Shehki's debut song was ‘Sambhal, sambhal kar chalna hai.’ The music composer was Sohail Rana, the song was live telecast as an introduction by Karachi television station's program, 'Naghma Zaar'. Then the first full song "Mere pyaar ke tu sung sung میرے پیار کے تو سنگ سنگ" by TV music composer Niaz Ahmed and producer Ghazanfar Ali. Blessed with a good, strong voice and trained in the basics of music by his ustad Habib Ahmed Khan, and then Sohail Rana, Shehki soon gained public recognition. He lent his voice to Sehba Akhtar’s national song (quomi naghma), ‘Mein bhee Pakistan hoon, tu bhee Pakistan hay میں بھی پاکستان ہوں تو بھی پاکستان ہے.’ a big hit of the time, and 'Aye Watan Tere Betay Hain' by music composer Sohail Rana.

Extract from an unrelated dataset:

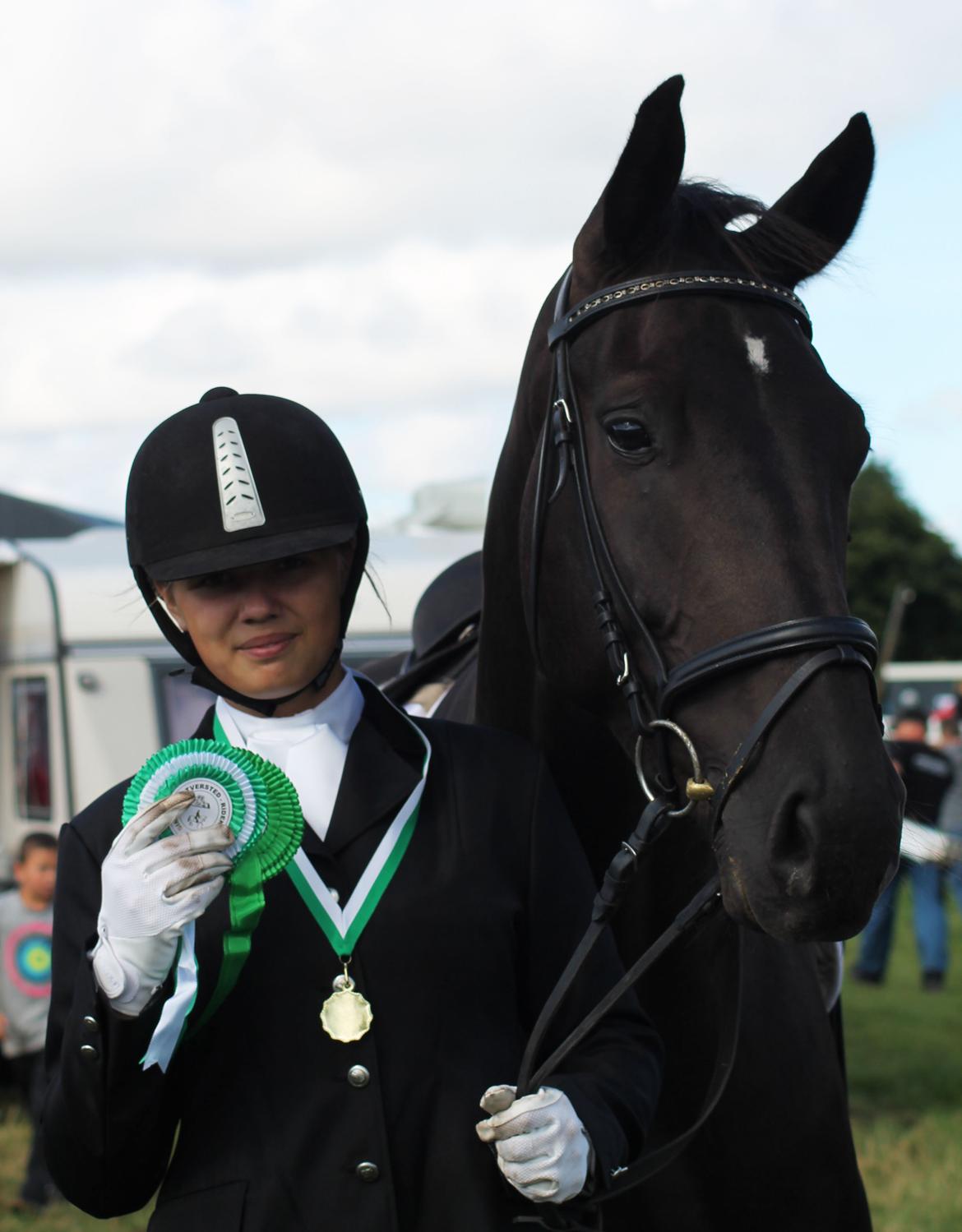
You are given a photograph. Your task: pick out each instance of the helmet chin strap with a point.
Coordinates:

After doing a five years stint as a main feature in PTV Program "Jharney", produced by Shoaib Mansoor, he ended up as a highly popular artist, with many hits like "Meri Ankhon se iss dunya ko dekho, phir jo chaho tau chali janaمیری آنکھوں سے اس دنیا کو دیکھو پھر چاہو تو چلی جانا ", "Tumse bicharker", "Nazaray" and several other hit songs. He teamed up with Sultana Siddiqui doing a regular quarterly PTV show Dhanak as a singer and presenter. Then with Sahira Kazimi in PTV show Rang Tarang again for a long span of time. From that show, he piled up his hit songs like "Mere Bachpan Ke Din, Kitnay Achay thay Din" and "Ye Pehli Pehli Barish".

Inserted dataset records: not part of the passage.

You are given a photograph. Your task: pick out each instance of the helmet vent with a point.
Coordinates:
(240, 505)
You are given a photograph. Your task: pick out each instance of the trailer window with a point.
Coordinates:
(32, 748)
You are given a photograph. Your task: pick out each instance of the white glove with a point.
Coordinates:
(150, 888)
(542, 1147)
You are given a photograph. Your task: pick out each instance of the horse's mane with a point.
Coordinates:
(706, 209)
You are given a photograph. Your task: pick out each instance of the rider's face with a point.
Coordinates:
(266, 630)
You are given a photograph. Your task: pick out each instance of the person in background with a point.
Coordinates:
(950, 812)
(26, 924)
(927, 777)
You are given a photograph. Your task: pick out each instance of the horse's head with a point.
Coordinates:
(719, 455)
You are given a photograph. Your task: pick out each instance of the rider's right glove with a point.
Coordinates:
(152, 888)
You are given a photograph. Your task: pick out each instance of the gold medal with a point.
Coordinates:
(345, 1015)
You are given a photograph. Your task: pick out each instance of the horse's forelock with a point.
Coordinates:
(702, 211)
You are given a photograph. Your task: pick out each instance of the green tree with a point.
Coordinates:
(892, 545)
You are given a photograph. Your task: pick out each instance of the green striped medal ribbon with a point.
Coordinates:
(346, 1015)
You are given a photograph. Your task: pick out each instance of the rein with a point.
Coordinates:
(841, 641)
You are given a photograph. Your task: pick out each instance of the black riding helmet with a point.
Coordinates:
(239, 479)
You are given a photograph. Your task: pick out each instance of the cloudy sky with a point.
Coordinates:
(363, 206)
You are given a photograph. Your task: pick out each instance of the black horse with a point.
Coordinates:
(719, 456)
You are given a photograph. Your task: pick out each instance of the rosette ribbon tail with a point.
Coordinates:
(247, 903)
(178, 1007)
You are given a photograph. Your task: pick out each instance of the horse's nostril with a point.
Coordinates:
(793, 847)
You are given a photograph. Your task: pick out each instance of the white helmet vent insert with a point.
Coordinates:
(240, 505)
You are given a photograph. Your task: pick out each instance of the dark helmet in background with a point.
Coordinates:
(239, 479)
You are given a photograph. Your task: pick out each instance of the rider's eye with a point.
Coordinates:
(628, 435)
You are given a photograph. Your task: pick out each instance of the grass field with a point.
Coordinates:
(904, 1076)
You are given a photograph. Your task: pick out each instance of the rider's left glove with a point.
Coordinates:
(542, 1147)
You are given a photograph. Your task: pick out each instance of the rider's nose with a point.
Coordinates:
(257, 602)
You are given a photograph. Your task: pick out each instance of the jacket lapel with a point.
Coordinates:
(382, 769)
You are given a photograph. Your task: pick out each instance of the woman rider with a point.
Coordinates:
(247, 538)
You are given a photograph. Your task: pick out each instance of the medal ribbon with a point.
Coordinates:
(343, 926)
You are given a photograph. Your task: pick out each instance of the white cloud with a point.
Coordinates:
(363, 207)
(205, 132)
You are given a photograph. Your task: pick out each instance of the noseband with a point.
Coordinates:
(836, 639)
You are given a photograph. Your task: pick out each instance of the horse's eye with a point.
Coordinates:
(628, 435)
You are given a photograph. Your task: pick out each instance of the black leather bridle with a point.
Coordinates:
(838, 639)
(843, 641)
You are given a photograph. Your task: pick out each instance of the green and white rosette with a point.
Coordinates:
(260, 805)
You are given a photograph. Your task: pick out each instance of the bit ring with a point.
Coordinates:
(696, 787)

He appeared with famous folk singer Allan Fakir to record this folk song, ‘Teray ishq mein jo doob gaya, Allah, Allah kar bhaiyya". "Ham Raat Bohat Roi" written by the poet Ibn-e-Insha again earned him the national award as the best singer. Due to his origin and fluency in Persian language, he did all Persian poetry programs on PTV of Allama Iqbal with its true essence. His numerous film songs are still remembered fondly, especially songs composed by Indian composer Babul Bose for film "Raaz".

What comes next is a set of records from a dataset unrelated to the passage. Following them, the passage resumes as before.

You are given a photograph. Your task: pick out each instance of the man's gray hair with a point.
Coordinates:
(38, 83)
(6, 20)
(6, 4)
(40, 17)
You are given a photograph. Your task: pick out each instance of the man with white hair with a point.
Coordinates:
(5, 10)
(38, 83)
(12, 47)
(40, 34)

In Pakistani TV film Shorr with actress Babra Sharif, written and directed by Ghazanfar Ali, Shehki, besides playing the lead, also did the music score and film songs.

==Acting career==
In his film career, he acted in a total of 9 films, his films achieved some success at the box office, but the industry was already on the decline, so he left films. His films are Dekh Tamasha (Piyar do ya maardo), Choron ka Badshah (1988 film) celebrated platinum jubilee, Son of Andata (1987), Zor Awar, Sonia, Guide, Wachan, TV film Shorr.